In a message posted on social networks, he welcomed the participation of diplomatic advisers from 66 countries in the meeting which comes after those in Jeddah and Copenhagen this summer. Proof according to him that the Ukrainian peace plan “has gradually become global”.
Today, I addressed the Peace Formula meeting in Malta, which brought together 66 countries from around the world, both from the West and the Global South. In total, almost 70 global actors have already joined the Peace Formula process.
The aspiration for peace is stipulated in… pic.twitter.com/6mLWHBH4Dx
— Volodymyr Zelenskyy / Володимир Зеленський (@ZelenskyyUa) October 28, 2023
“The meeting confirmed broad interest and growing support for key elements of the Ukrainian peace formula,” said a representative of the European Union (EU).

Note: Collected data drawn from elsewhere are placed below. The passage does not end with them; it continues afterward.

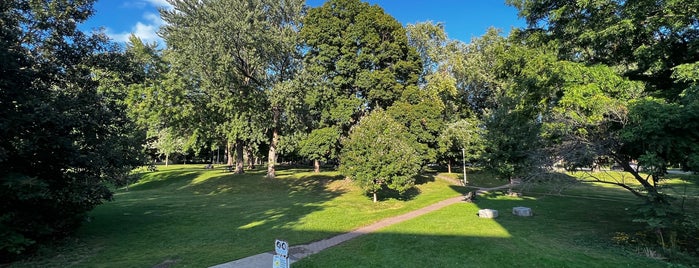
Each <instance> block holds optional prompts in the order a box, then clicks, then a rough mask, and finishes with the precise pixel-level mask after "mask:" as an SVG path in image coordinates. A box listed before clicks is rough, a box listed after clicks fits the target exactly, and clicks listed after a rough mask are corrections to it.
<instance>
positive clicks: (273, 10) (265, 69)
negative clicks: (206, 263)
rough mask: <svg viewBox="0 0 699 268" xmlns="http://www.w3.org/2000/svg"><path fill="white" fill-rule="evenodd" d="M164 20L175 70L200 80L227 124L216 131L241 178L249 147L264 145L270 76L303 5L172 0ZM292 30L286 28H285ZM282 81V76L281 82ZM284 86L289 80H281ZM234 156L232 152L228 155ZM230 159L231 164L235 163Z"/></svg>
mask: <svg viewBox="0 0 699 268" xmlns="http://www.w3.org/2000/svg"><path fill="white" fill-rule="evenodd" d="M171 4H172V5H173V9H172V10H163V11H161V14H162V16H163V19H164V20H165V21H166V22H167V25H166V26H165V27H164V28H163V29H162V31H161V32H162V34H163V37H164V39H165V40H166V42H167V44H168V48H169V49H170V50H171V53H173V55H174V57H173V64H174V65H177V66H181V67H180V68H188V69H190V70H191V72H192V73H193V74H194V75H195V76H196V78H197V84H196V86H197V87H198V89H197V90H200V91H201V93H202V94H204V95H206V96H207V97H208V98H209V100H210V103H209V105H211V107H212V109H213V110H214V111H215V112H216V113H217V114H220V115H223V117H224V118H225V119H224V120H223V121H222V122H218V124H219V127H218V128H217V129H218V130H219V131H220V133H221V134H222V135H223V136H225V137H226V138H227V140H228V141H229V143H232V144H234V146H235V156H236V169H235V172H236V173H242V172H243V148H244V146H245V144H246V143H252V142H254V141H255V140H262V139H264V134H265V129H266V127H265V125H266V122H267V121H268V120H269V119H268V118H269V117H270V116H269V114H267V113H266V111H267V110H266V109H267V107H269V106H270V105H269V101H268V99H267V97H266V93H265V92H266V90H268V89H270V88H271V85H272V82H271V81H272V79H271V77H270V74H275V75H286V74H285V73H286V72H287V71H286V70H284V69H278V68H277V69H275V68H274V67H275V65H274V64H279V63H280V62H281V61H282V60H283V59H284V57H283V56H282V55H284V54H285V53H288V50H289V49H288V48H286V47H287V46H288V45H289V41H288V40H285V39H283V38H281V36H288V35H289V34H288V28H289V27H292V28H293V26H294V25H293V22H291V21H290V18H293V16H295V15H294V14H295V13H298V12H300V9H299V8H298V7H299V6H300V4H299V1H269V0H257V1H242V0H221V1H198V0H173V1H171ZM287 26H288V27H287ZM282 77H283V76H282ZM280 79H281V80H284V79H285V78H280ZM229 151H230V150H229ZM230 156H231V155H230V153H229V159H231V157H230Z"/></svg>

Some 40 nations took part in the Saudi summit in August.
In the context of the war between Hamas and Israel, the meeting shows “that the restoration of a just peace is important beyond Ukraine; it is a global plea for respect for international law” , according to the same European source.
Volodymyr Zelensky is pushing his 10-point peace plan, which calls for Russia to withdraw all its troops outside Ukraine’s internationally recognized borders.

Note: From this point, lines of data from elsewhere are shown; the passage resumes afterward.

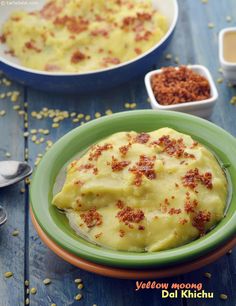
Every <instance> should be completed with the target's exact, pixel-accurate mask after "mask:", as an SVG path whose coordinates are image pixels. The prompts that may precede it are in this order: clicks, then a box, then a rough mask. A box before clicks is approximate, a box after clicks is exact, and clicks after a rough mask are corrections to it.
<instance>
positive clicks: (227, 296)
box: [220, 293, 228, 300]
mask: <svg viewBox="0 0 236 306" xmlns="http://www.w3.org/2000/svg"><path fill="white" fill-rule="evenodd" d="M220 299H221V300H227V299H228V296H227V295H226V294H224V293H221V294H220Z"/></svg>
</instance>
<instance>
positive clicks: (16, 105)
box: [12, 105, 20, 110]
mask: <svg viewBox="0 0 236 306" xmlns="http://www.w3.org/2000/svg"><path fill="white" fill-rule="evenodd" d="M12 108H13V109H14V110H19V109H20V105H14V106H13V107H12Z"/></svg>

But Russia – which proclaimed the annexation of the four Ukrainian regions of Lugansk, Donetsk, Kherson and Zaporizhia in September 2022 and that of Crimea in 2014 – has rejected any settlement that would involve ceding these territories.

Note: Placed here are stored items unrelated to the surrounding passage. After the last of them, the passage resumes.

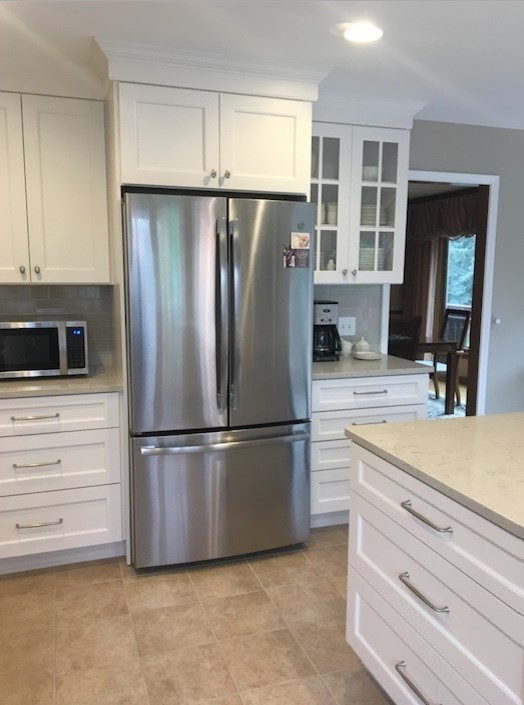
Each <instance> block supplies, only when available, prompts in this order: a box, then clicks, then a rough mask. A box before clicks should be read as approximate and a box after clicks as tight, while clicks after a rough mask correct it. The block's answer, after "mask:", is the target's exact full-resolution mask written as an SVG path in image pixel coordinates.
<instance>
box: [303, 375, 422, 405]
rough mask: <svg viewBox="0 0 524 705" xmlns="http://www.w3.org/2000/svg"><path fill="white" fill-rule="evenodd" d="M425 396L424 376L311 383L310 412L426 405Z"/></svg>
mask: <svg viewBox="0 0 524 705" xmlns="http://www.w3.org/2000/svg"><path fill="white" fill-rule="evenodd" d="M427 394H428V376H427V375H426V374H423V375H392V376H384V377H349V378H343V379H326V380H314V381H313V396H312V410H313V411H328V410H330V409H369V408H372V407H377V406H380V407H387V406H395V405H399V404H402V405H403V404H426V403H427Z"/></svg>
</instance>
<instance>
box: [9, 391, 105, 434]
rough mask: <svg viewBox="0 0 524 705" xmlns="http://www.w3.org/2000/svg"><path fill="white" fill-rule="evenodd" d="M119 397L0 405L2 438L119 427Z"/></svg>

“It is obvious that steps (like the Malta meeting, editor’s note) have absolutely no future, they are just counterproductive,” declared Thursday the spokesperson for the Russian Foreign Ministry, Maria Zakharova, describing this meeting as a “deeply biased and anti-Russian event, which has nothing to do with a peaceful settlement of the Ukrainian crisis.”
China absent
kyiv’s supporters, such as the United States, the EU and the United Kingdom, are participating in the Malta meeting. Turkey, which offered itself as mediator between Ukraine and Russia, is also represented, according to a list consulted by AFP before the opening of the meeting.
But these discussions, where the territorial integrity of Ukraine is notably at issue, have the particularity of also seeing the participation of countries which have refrained from condemning the Russian invasion, such as South Africa and India. Or who refused to join Western nations in sending weapons to Ukraine or imposing sanctions on Russia, like Brazil.
China, which refuses to condemn the Russian invasion, did not send a delegation to Malta, according to the EU official, although it was represented in Jeddah.
Organizers are hoping for a joint declaration from the Malta summit, unlike the previous two meetings.
Andriï Iermak, the head of the Ukrainian presidential administration, reported on his Telegram account “lively” discussions, focusing in particular on five key areas: food security, energy security, nuclear security, humanitarian issues and the restoration of the territorial integrity of Ukraine.
Malta’s discussions must also focus on nuclear security – in particular that of Ukraine’s Zaporizhzhia power plant – and the protection of the country’s energy infrastructure.
Food security issues, as Moscow hampers Ukrainian grain exports, and humanitarian issues, such as the release of prisoners or the return of Ukrainian children taken to Russia, are also on the agenda of the meeting.
Ukraine is bracing for a grueling winter after more than a year and a half of bloody war and deadly Russian bombings, with Kiev anticipating massive new strikes on its energy infrastructure as its counter-offensive has so far failed to penetrate deep into the Russian defenses.
The meeting was supposed to take place in a Middle Eastern country but was moved to Malta after the outbreak of war between Hamas and Israel, according to a European diplomat.